The world is far too dangerous for blind optimism. This is an excerpt from The Seven Pillars of Wisdom and it is both jarring and frightening in its relevancy.

"In the very outset, at first meeting with them (referencing tribesman and townsman of ME, was found a universal clearness or hardness of belief, almost mathematical in its limitation, and repellent in its unsympathetic form...

…They were people of black and white, who saw the world always in contour. They were dogmatic, despising doubt, our modern crown of thorns. They did not understand our metaphysical difficulties, our introspective questioning. They knew only truth and untruth, believe and unbelief, without our hesitating retinue of finer shades.

This people was black and white, not only in vision, but by inmost furnishing: black and white not merely in clarity, but in apposition. Their thoughts were at ease only in extremes. They inhabited superlatives by choice. Sometimes inconsistents seemed to possess them at once in joint sway; but they never compromised; they pursued the logic of several incompatible opinions to absurd ends, without perceiving the incongruity…

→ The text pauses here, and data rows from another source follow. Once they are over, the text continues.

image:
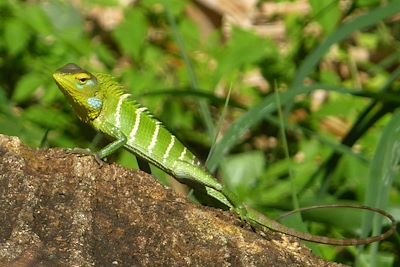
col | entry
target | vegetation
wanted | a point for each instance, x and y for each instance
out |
(297, 105)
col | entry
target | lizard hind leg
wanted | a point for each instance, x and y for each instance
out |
(186, 171)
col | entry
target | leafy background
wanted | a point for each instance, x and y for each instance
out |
(313, 88)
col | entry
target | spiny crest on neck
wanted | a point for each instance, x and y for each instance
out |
(109, 86)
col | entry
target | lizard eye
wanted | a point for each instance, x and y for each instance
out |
(83, 78)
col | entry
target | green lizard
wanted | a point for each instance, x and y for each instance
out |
(101, 102)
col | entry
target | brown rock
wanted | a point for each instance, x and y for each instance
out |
(58, 209)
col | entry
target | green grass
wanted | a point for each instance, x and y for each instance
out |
(186, 79)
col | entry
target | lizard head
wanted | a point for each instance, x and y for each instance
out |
(81, 88)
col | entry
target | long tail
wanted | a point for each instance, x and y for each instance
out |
(260, 221)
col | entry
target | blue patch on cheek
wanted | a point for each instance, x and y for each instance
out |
(90, 83)
(94, 102)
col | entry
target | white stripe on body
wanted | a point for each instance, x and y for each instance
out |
(154, 138)
(118, 111)
(170, 146)
(135, 128)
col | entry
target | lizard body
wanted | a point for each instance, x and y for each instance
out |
(102, 102)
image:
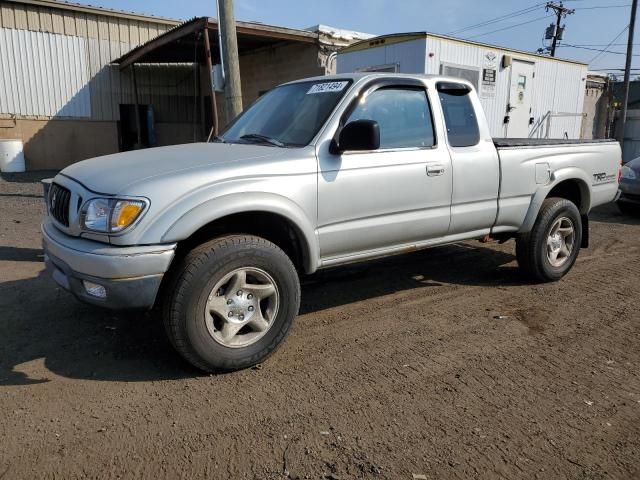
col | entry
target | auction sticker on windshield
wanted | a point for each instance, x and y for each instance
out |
(327, 87)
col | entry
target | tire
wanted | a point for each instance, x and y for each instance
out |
(628, 208)
(535, 249)
(204, 297)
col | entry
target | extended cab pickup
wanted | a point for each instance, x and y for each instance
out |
(316, 173)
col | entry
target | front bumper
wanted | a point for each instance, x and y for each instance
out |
(131, 276)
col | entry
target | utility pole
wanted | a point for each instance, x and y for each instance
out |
(627, 72)
(231, 62)
(561, 12)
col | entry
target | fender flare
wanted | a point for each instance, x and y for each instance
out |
(557, 177)
(245, 202)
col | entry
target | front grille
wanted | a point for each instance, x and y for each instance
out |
(59, 198)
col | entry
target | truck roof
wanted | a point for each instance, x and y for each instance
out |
(357, 76)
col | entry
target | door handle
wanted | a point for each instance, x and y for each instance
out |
(435, 170)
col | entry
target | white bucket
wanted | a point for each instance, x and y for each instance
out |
(11, 156)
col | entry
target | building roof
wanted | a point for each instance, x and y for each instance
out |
(78, 7)
(179, 45)
(339, 36)
(408, 36)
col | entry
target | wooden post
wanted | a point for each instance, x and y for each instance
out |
(209, 63)
(137, 107)
(232, 87)
(627, 76)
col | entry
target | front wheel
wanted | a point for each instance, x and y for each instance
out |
(232, 302)
(550, 249)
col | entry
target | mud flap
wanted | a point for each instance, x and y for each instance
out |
(585, 231)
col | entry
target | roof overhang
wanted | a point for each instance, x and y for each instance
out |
(180, 44)
(394, 38)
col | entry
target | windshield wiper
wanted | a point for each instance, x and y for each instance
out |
(262, 139)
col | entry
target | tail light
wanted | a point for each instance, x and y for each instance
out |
(620, 172)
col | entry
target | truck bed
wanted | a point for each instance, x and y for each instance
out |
(537, 142)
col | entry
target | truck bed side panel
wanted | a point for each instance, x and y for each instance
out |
(528, 173)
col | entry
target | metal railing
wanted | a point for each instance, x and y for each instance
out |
(545, 122)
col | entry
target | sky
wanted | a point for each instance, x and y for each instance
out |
(595, 25)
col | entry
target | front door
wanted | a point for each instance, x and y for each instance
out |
(520, 99)
(397, 195)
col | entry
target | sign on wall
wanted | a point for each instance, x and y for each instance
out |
(489, 74)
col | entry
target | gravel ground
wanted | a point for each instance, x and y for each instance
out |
(444, 363)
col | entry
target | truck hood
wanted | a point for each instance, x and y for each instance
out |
(113, 174)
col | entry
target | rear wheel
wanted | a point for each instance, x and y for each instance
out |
(550, 249)
(232, 303)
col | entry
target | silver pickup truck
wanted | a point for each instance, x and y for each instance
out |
(316, 173)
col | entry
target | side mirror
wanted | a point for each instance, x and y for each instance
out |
(359, 135)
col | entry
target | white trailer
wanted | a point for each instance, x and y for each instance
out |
(523, 94)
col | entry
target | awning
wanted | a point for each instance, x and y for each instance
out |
(180, 44)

…They were a limited, narrow minded people, whose inherent intellects lay fallow in incurious resignation. Their imaginations were vivid, but not creative. There was so little Arab art in Asia that they could almost be said to have no art, thought there classes were liberal patrons, and had encouraged whatever talents in architecture, or ceramics, or other handicraft their neighbors and helots displayed. Nor did they handle great industry: they had no organization of mind or body. They invented no system of philosophy, no complex mythologies. They steered their course between the idols of the tribe and the cave. The least mobid of peoples, they had accepted the gift of life unquestioningly, as axiomatic. To them it was a thing inevitable, entailed on man, a usufruct (means: The right to use and enjoy the profits and advantages of something belonging to another as long as the property is not damaged or altered in any way), beyond control. Suicide was a thing impossible, and death no grief."

on and on...

To get a sense of the sad, maybe Churchillian, state of affairs, peruse the transcript of Meet the Press. In all his pomposity and churlishness, Russert exchanged barbs on the NSA controversy with the ranking Senate Republican. He began by obfuscating the facts about the allegation L. Libby released classified information on direction of superiors (see Powerline discussion). Then his puerile behavior turned to defending the indefensible (treason in effect) using parsed legal definitions, equivalence and recrimination. Another nail in the coffin performance by the Fourth Estate (and for all the free speech chicken littles, information has never been as democratized as it is today).